6. Think Optimization

  • In addition to compressing images, consider replacing animated GIFs with videos. Use the right dimensions to provide responsive images. Make use of Content Delivery Network (CDN) and WebP images when possible.
  • Use one or two simple and light fonts. Refrain from using invisible text when the font is loading. While minimizing the number of fonts makes for consistency in your website’s design, it also reduces the number of HTTP requests required for your site to load.
  • Use code that is compatible with modern web browsers. Removing code that plays no significant role and applying instant loading helps.
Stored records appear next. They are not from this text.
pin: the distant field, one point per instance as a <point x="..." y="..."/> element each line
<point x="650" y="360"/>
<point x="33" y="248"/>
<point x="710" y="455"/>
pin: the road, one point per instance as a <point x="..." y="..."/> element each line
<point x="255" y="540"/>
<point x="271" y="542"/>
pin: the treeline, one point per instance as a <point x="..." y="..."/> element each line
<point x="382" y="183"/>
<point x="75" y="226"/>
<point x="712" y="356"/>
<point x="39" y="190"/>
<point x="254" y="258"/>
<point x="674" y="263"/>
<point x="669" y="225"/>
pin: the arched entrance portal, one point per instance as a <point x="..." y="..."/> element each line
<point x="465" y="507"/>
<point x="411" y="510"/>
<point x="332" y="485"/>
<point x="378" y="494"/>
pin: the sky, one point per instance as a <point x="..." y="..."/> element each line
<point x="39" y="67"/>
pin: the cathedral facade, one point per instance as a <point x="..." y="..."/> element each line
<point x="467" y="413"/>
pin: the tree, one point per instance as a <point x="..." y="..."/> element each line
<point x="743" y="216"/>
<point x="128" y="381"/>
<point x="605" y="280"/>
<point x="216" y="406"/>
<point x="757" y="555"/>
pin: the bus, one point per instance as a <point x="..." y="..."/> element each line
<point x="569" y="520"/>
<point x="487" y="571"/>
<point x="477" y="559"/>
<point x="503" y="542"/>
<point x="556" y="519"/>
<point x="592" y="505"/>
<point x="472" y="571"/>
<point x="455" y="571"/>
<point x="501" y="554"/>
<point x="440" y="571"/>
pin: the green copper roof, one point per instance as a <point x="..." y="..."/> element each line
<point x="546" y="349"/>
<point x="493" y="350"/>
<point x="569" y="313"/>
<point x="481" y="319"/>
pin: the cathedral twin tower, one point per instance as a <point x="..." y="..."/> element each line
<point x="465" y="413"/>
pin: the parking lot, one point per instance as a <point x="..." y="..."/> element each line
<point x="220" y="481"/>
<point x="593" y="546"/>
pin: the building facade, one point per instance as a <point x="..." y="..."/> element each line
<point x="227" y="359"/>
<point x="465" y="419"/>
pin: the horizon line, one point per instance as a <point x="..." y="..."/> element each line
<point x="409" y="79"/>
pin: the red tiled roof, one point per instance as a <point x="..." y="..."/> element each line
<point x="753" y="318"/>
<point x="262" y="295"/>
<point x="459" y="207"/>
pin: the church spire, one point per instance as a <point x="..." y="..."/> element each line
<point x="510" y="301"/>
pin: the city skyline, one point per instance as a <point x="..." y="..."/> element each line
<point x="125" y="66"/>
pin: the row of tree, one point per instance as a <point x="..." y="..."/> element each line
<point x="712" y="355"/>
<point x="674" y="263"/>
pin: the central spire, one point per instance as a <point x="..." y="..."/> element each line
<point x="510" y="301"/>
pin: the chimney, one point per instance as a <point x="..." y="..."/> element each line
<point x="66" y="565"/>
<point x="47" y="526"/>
Consider compressing network payloads as well.
  • You need to minify and extract critical CSS while deferring non-critical CSS. Optimizing background images through media queries can also help.
  • Lazy loading. Lazy loading ensures that elements of a page load only when a user scrolls to the section in question. This way, the entire page does not have to load at the same time.

7. Steer Clear of Page Redirects

  • abc.com makes use of a completely responsive design and provides and a quick and optimized experience.
  • abc.com redirects to m.abc.com, which involves a redirect, and slows down the user experience.
  • abc.net redirects to abc.com which further redirects to m.abc.com, which makes for a very slow user experience.